Why Watch it Today?: Two things marked the impending end of the Disco era in 1979. The first (and most famous) was the infamous Disco Demolition Night. A Chicago rock DJ’s anti-disco crusade reached a crescendo with this tie in to a White Sox/Tigers double header, in which the fans were invited to bring their disco records to be blown up in between games. What followed wasn’t quite a riot, but complete chaos, with a far over capacity anti-Disco crowd throwing records, golf balls and cherry bombs onto the field, then rushing onto the field during the demolition event and refusing to leave.

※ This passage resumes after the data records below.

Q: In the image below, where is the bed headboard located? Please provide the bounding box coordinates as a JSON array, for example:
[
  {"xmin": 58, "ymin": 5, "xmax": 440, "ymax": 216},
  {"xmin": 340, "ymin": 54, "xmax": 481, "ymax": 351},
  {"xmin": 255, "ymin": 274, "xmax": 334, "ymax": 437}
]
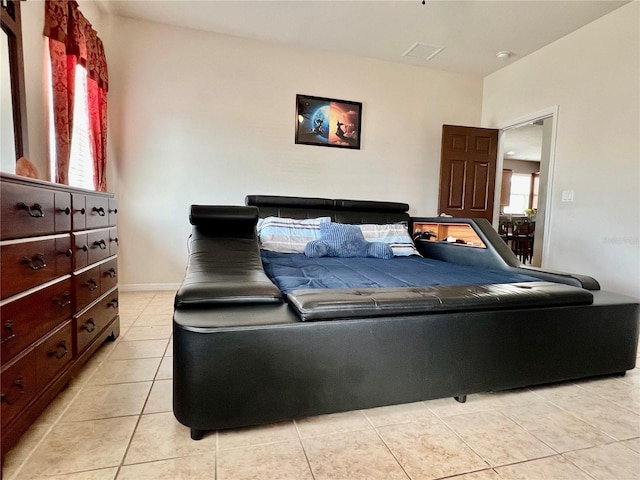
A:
[{"xmin": 245, "ymin": 195, "xmax": 410, "ymax": 225}]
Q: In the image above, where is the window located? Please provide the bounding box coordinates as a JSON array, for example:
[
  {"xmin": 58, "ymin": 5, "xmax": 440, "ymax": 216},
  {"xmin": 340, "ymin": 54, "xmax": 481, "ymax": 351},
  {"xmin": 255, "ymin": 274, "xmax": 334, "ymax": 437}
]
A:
[
  {"xmin": 45, "ymin": 1, "xmax": 108, "ymax": 191},
  {"xmin": 49, "ymin": 65, "xmax": 94, "ymax": 190},
  {"xmin": 503, "ymin": 173, "xmax": 531, "ymax": 215}
]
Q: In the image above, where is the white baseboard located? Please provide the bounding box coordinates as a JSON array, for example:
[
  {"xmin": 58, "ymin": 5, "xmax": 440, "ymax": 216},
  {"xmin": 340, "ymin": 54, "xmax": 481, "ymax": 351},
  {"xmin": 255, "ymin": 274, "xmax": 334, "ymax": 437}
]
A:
[{"xmin": 119, "ymin": 283, "xmax": 181, "ymax": 292}]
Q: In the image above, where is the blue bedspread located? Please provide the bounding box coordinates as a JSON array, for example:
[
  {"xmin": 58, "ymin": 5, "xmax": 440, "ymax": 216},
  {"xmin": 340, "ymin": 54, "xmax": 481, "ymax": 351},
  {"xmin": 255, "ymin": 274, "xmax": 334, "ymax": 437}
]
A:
[{"xmin": 260, "ymin": 251, "xmax": 540, "ymax": 295}]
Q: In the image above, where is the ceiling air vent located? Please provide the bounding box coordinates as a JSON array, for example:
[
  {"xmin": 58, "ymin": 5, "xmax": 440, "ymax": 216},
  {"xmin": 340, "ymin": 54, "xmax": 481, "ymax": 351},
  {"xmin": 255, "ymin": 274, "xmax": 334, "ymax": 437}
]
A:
[{"xmin": 402, "ymin": 42, "xmax": 445, "ymax": 62}]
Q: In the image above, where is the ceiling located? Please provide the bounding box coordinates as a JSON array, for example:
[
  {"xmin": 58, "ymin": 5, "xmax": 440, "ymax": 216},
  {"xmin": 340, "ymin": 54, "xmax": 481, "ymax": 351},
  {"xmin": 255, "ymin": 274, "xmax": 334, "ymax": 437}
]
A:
[
  {"xmin": 503, "ymin": 123, "xmax": 543, "ymax": 162},
  {"xmin": 96, "ymin": 0, "xmax": 628, "ymax": 77}
]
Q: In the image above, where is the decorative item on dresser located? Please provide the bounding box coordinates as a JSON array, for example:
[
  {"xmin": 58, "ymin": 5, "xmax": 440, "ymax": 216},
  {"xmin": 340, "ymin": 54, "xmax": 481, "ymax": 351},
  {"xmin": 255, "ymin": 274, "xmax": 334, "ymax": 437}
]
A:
[{"xmin": 0, "ymin": 173, "xmax": 120, "ymax": 462}]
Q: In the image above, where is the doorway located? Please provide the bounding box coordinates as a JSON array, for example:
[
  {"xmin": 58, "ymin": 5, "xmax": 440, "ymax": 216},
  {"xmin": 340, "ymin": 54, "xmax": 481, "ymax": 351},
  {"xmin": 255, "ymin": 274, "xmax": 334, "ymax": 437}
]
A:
[{"xmin": 496, "ymin": 108, "xmax": 557, "ymax": 268}]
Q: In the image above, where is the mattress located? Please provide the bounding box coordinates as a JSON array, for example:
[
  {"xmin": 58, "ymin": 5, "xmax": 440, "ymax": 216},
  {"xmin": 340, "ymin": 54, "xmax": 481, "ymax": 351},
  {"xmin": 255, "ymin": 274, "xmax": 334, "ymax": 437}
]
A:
[{"xmin": 260, "ymin": 251, "xmax": 541, "ymax": 295}]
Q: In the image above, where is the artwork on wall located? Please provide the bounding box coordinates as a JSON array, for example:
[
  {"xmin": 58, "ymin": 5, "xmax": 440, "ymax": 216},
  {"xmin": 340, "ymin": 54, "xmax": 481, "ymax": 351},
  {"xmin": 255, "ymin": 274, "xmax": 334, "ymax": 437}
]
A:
[{"xmin": 295, "ymin": 94, "xmax": 362, "ymax": 149}]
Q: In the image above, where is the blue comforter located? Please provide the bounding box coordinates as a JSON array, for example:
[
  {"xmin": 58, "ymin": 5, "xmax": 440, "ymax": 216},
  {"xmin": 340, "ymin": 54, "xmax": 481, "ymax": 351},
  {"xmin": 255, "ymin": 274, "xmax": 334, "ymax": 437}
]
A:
[{"xmin": 260, "ymin": 251, "xmax": 540, "ymax": 295}]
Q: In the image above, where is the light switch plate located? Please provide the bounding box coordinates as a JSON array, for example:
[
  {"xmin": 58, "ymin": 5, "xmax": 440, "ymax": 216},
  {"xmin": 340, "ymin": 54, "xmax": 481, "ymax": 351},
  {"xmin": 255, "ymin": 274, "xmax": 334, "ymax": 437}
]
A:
[{"xmin": 561, "ymin": 190, "xmax": 574, "ymax": 202}]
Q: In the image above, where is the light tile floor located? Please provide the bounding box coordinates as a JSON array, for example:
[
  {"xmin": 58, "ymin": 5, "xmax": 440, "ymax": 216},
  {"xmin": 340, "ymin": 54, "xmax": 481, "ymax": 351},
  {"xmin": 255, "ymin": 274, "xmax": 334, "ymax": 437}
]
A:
[{"xmin": 3, "ymin": 290, "xmax": 640, "ymax": 480}]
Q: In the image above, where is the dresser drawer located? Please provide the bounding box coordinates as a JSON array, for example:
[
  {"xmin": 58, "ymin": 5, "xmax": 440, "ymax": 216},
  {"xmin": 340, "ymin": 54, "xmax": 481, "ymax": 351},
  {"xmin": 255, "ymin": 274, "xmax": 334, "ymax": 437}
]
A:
[
  {"xmin": 1, "ymin": 183, "xmax": 71, "ymax": 240},
  {"xmin": 75, "ymin": 265, "xmax": 102, "ymax": 312},
  {"xmin": 87, "ymin": 230, "xmax": 111, "ymax": 264},
  {"xmin": 75, "ymin": 289, "xmax": 119, "ymax": 353},
  {"xmin": 1, "ymin": 349, "xmax": 37, "ymax": 429},
  {"xmin": 73, "ymin": 232, "xmax": 89, "ymax": 270},
  {"xmin": 108, "ymin": 228, "xmax": 118, "ymax": 256},
  {"xmin": 100, "ymin": 258, "xmax": 118, "ymax": 294},
  {"xmin": 35, "ymin": 321, "xmax": 73, "ymax": 391},
  {"xmin": 1, "ymin": 278, "xmax": 72, "ymax": 363},
  {"xmin": 71, "ymin": 194, "xmax": 87, "ymax": 231},
  {"xmin": 1, "ymin": 236, "xmax": 72, "ymax": 300},
  {"xmin": 108, "ymin": 199, "xmax": 118, "ymax": 227},
  {"xmin": 85, "ymin": 196, "xmax": 109, "ymax": 229}
]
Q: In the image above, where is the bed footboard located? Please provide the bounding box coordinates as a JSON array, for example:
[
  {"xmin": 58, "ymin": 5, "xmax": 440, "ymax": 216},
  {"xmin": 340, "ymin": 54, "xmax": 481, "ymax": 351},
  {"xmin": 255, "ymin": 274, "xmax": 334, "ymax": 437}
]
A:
[{"xmin": 173, "ymin": 290, "xmax": 638, "ymax": 437}]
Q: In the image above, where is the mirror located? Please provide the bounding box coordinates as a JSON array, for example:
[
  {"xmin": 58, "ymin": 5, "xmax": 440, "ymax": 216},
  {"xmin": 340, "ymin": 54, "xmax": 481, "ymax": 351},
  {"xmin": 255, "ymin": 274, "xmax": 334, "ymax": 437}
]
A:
[
  {"xmin": 1, "ymin": 28, "xmax": 16, "ymax": 172},
  {"xmin": 1, "ymin": 0, "xmax": 28, "ymax": 172}
]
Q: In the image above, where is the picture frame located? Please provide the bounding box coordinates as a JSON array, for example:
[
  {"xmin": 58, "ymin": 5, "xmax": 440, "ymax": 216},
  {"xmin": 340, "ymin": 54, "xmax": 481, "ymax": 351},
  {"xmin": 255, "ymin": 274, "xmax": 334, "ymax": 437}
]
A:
[{"xmin": 295, "ymin": 94, "xmax": 362, "ymax": 149}]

The second event in 1979 that marked the impending end of Disco was this god awful no budget tie-in from comedy record (and bad movie) legend Rudy Ray Moore. Rudy Ray Moore’s independently made, extremely amateurish films are actually some of the better films that followed Blaxploitation’s boom years between 1972 and 1976. Once films like Rocky and Jaws were able to bring back white, suburban audiences to theaters the largely black, urban audiences that were packing theaters for Blaxpo films were no longer needed by Hollywood (the objection of groups like NAACP to the Blaxpo cycle’s focus on sex and violence didn’t help either), and the stars of the era were quickly abandoned. Independents moved in to fill the gap in the still-vibrant urban theaters programming, and Rudy Ray Moore’s films are sadly some of the best of the bunch. Unfortunately for him and fortunately for us, Moore tried to play it serious in Disco Godfather, and the combination of a complete lack of budget and film making talent leads to one of the most jaw dropping, laugh-out loud so-bad-its-good films of all time. It was to Disco’s misfortune that Rudy Ray Moore seized upon it as an exploitable trend, and the almost unbearably long scenes in Moore’s club and of dancers on roller skates confirm that not everything in the world of Disco was as glamorous as popular culture would like us to believe.